In three days, you and I will be watching the Oklahoma Sooners finally get the 2018 season underway! For today’s topic in our daily Countdown to Kickoff series, we’ve got a special one in store for you.
At Oklahoma, the Sooners are a family, and sometimes that’s also in the literal sense of the word. Derrick Shepard did big things in Norman, and he passed on his abilities to his son, Sterling. Together, they make up arguably the greatest father and son combo in OU Athletics history.
Let’s start things off with Sterling’s dad, Derrick Shepard.
Derrick Shepard was a native of Odessa, Texas, and in high school, he played QB in a wishbone offense. His talent as a runner was undeniable. He ran with balance, creativity, and agility. While he wasn’t offered a scholarship right away, he was confident in what he could do on the field, so he chose to walk on at Oklahoma in 1983. As a freshman, his 73-yard Bedlam TD sparked a furious comeback victory over Oklahoma State — the game in which the term “Sooner Magic” was was born.
For four seasons, Shepard played an integral role in the Sooners’ vaunted offense, and was a key contributor during Oklahoma’s national title winning season in 1985. Even though this was an era when running the ball was the first, second and third option, Shepard provided a spark on the outside, and it was a lot more than a wrinkle.
By the end of his collegiate career, Shepard amassed 1,221 yards and eight touchdowns on 75 catches. Though he went undrafted in the 1987 NFL Draft, he managed to carve out a solid five-year pro career with Washington, New Orleans and Dallas.
Following his retirement, he went back to the college level to pursue a career in coaching. Tragically, shortly after he became the wide receivers coach at Wyoming in 1999, he suffered a heart attack, passing away at the young age of 35. Before he passed, however, he was able to start a family, which included a son by the name of Sterling.
Fast-forward in time to 2012 when Derrick’s son, Sterling Shepard, grew into a top-flight college football prospect coming out of Heritage Hall in Oklahoma City. Though he was only six years old when he lost his father, he showed many of the same skills and innate traits that his pops was known for.
Sterling is living proof that what makes a player great is not always about training. Sometimes it’s as simple as a person being born with those gifts, and there’s no doubt about how he inherited his elite ability (not to say that Sterling hasn’t worked his ass off).

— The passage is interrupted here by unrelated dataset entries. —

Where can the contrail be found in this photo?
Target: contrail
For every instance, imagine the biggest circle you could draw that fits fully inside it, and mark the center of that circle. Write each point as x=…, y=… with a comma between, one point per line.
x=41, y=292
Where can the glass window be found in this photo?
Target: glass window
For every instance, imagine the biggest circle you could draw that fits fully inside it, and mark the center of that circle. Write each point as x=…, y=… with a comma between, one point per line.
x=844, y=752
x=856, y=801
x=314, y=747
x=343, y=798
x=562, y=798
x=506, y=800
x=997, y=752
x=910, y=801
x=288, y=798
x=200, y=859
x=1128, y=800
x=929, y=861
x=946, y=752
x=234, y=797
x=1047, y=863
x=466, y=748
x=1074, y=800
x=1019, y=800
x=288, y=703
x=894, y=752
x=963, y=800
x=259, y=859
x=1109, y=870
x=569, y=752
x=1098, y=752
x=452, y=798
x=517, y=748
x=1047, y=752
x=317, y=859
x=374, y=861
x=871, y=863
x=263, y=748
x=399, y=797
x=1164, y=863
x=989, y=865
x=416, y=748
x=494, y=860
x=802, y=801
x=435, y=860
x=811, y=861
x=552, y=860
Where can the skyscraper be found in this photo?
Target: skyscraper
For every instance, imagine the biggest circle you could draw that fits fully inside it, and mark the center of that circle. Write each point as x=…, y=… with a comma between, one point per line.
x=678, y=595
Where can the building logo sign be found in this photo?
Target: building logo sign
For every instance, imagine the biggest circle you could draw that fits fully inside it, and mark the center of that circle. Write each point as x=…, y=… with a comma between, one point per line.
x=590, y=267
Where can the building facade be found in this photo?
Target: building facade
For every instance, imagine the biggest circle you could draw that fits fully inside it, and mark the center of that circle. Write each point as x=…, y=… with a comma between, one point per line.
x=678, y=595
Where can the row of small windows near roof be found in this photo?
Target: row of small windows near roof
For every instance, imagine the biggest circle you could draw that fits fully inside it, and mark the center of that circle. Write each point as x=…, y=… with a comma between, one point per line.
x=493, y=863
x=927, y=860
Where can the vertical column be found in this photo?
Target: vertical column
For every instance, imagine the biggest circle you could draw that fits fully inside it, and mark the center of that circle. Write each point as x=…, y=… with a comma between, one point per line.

From 2012 to 2015, Shepard leapt over would-be tacklers and burned defensive backs down the field on the regular. His hands were some of the best to come through Oklahoma, and his route running was that of a seasoned professional. With No. 3 on the field, the Sooners were always a threat to score.
Before his final home game as a Sooner in 2015, Brian Bosworth presented Sterling with a gift on Oklahoma’s Senior Night. The Boz was a teammate of Shepard’s father, so he also shared a special connection with the Shepard family.
The emotion you saw from Shepard in that video is the emotion he played with each and every game. He was one of the most passionate players on the team, and he had a lot of fun playing in front of his loved ones.
For his career, Shepard accumulated some staggering numbers. He finished with 233 receptions for 3,482 yards and 26 touchdowns. In 2015, he was named a First-Team All-American by ESPN, and a Second-Team All-American by CBS Sports and USA Today.
The New York Giants selected Sterling Shepard in the second round of the 2016 NFL Draft. He’s currently entering his third season with the G-Men, where he’s been one of the team’s leading producers.
Now let’s take a look at some other Sooners who sported the number 3!
Safety Darrol Ray
From 1976 to 1979, Darrol Ray was a dynamic playmaker on Oklahoma’s defense, both by intercepting passes and forcing fumbles. Interestingly enough, he also played punter. He was picked by the New York Jets in the second round of the 1980 NFL Draft, where he played five productive seasons. Today, he owns a fabulous restaurant, Ray’s Smokehouse BBQ, in Norman.
WR Josh Norman
Aside from having an ultra-fitting last name, Josh Norman had a very solid Sooner career from 1998 to 2001. Originally from Midland, Texas, Norman’s opportunities on offense increased each year he was in the program. The former running back was a big, strong target at receiver who often came up clutch. For his career, he finished with 1,157 yards from scrimmage and nine total TDs.
Safety Reggie Smith
Edmond, Okla. native Reggie Smith had game-changing ability. From ‘05 to ‘07, he terrorized Big 12 offenses with big hits and momentous picks. Smith was also an electric returner on punts and kickoffs. In three seasons, he recorded 12.5 tackles for loss, eight interceptions, and scored by way of punt, interception, and fumble returns.
In the third round of the 2008 NFL Draft, the San Francisco 49ers selected Smith with the 75th overall pick. He played in the Bay Area for four seasons.